In a wide-ranging discussion here last week at the annual RSA Conference, the top privacy executives for the firms discussed privacy policies, regulation and innovation. All three companies have their European base in Ireland.
Robust regime
Facebook privacy officer
Erin Egan
said international regulatory discussions did not give enough credit to the US.
"What we worry about with the call for comprehensive privacy protection in the US is it sends out a message" that the US is not strong on privacy regulation, when oversight now included state and federal agencies such as the Federal Communications Commission and Federal Trade Commission, she said.
“We actually have a very robust privacy regime, and that is what we want to make our international counterparts understand when they think about ensuring the free flow of information between the US and EU,” she said, in an indirect reference to fraught negotiations between EU and US officials to revise the Safe Harbour principles that govern cross-border data transfers.
The European Court of Justice is currently considering whether the Safe Harbour regime is adequate. This is part of a referred Irish case in which Austrian law graduate Max Schrems has argued the Irish Data Protection Commissioner failed to ensure his Facebook data was adequately protected.
Google privacy officer Keith Enright said the company – which is currently under EU investigation for its dominance in the European online advertising market – has "probably had as much dialogue with European regulators as any company in the world".
Google has always been committed “to providing the best possible product and service to every Google user everywhere in the world.
“That means the best privacy protections, the best privacy controls the best security.
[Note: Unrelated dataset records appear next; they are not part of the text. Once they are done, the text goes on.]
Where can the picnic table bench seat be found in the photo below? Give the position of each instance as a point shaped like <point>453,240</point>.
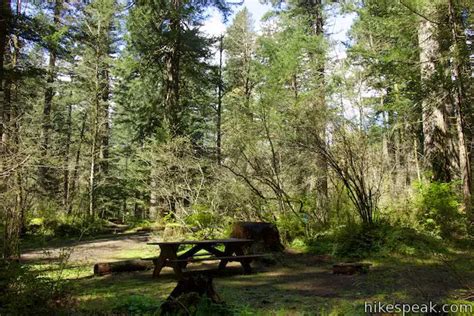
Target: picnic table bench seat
<point>233,252</point>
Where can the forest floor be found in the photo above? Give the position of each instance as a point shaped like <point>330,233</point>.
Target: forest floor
<point>297,283</point>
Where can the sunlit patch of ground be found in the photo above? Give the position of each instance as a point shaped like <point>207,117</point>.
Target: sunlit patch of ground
<point>296,284</point>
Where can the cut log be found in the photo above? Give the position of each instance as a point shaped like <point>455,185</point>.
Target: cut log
<point>122,266</point>
<point>265,235</point>
<point>188,293</point>
<point>350,268</point>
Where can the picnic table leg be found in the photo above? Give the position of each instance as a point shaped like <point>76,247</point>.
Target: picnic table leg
<point>244,262</point>
<point>159,264</point>
<point>228,251</point>
<point>168,252</point>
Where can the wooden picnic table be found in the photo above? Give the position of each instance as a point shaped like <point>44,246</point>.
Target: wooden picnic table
<point>233,251</point>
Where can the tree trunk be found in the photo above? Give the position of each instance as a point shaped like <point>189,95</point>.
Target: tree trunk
<point>5,17</point>
<point>219,107</point>
<point>75,168</point>
<point>434,112</point>
<point>46,176</point>
<point>5,21</point>
<point>459,97</point>
<point>315,9</point>
<point>66,158</point>
<point>172,72</point>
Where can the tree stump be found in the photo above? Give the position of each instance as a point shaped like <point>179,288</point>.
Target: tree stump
<point>121,266</point>
<point>188,293</point>
<point>265,235</point>
<point>350,268</point>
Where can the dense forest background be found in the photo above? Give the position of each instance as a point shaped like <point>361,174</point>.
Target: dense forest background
<point>128,111</point>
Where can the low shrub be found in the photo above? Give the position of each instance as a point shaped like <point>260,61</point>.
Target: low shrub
<point>438,209</point>
<point>26,292</point>
<point>358,241</point>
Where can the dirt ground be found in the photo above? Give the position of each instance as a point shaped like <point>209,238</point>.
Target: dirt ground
<point>292,282</point>
<point>92,251</point>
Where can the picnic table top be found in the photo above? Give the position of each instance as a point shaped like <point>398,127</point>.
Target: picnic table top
<point>202,242</point>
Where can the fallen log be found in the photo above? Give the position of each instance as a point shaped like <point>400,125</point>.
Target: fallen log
<point>122,266</point>
<point>188,293</point>
<point>265,235</point>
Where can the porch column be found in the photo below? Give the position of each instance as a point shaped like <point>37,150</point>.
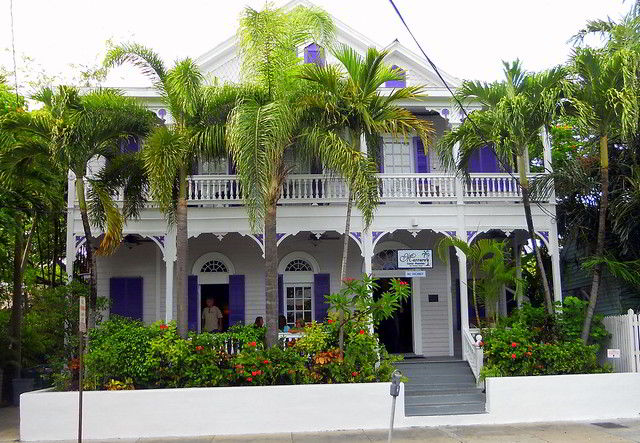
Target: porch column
<point>464,296</point>
<point>367,251</point>
<point>71,239</point>
<point>169,260</point>
<point>554,247</point>
<point>518,262</point>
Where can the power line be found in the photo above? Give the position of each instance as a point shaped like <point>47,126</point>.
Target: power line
<point>13,53</point>
<point>464,111</point>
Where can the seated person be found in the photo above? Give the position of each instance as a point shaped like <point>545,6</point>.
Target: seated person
<point>282,323</point>
<point>211,317</point>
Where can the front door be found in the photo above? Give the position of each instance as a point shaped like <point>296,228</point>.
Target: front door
<point>220,294</point>
<point>396,332</point>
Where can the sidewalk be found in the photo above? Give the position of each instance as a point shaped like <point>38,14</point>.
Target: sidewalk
<point>605,432</point>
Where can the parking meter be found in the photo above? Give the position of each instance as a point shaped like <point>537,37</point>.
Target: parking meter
<point>394,391</point>
<point>395,384</point>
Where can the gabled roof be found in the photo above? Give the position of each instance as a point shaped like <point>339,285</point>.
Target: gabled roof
<point>224,57</point>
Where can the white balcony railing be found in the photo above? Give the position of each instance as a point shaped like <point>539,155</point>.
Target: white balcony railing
<point>316,188</point>
<point>472,352</point>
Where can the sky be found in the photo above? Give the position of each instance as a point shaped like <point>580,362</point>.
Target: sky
<point>465,38</point>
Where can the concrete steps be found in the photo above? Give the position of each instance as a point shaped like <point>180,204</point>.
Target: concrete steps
<point>445,387</point>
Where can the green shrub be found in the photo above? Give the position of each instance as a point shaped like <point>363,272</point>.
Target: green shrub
<point>532,342</point>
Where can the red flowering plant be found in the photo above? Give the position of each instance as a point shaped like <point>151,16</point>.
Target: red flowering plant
<point>533,343</point>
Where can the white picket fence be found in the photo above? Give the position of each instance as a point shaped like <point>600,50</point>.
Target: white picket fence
<point>625,336</point>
We have no intention of fragmenting that and providing a different service to one place than we provide in another place,” he said.
Enright said any international company now has to consider whether, due “to some individual regulatory idiosyncrasies, and more specific demands from regulators in some countries, you may end up with some fragmentation in your offerings.
“But I wouldn’t say that’s a model for better privacy protection in the EU.
"In fact, if we learn things from our engagement from regulators in the European Union that are better for privacy and can help us develop better privacy controls and better products and services, then we are going to make them available to our users all over the world."
Egan said Facebook had its European base in Ireland and said the company complied with Irish regulation and thus with EU law.
“We actually made changes to our user service worldwide in response to the Irish Data Protection Commissioner,” she said, referring to the company response to two much publicised audits of Facebook by the Data Protection Commissioner.
Arguments
In a reference to ongoing arguments among European officials on a proposed new data protection regulation, Egan said: “I think the real risk in
Europe
is not the Europe vs the US [regulatory environments]. What I’m worried about now is that there are going to be 28 member states with 28 different legal regimes, and that’s going to be really hard not just for our company, which is big, but really for the small developers and the small innovators around the world.”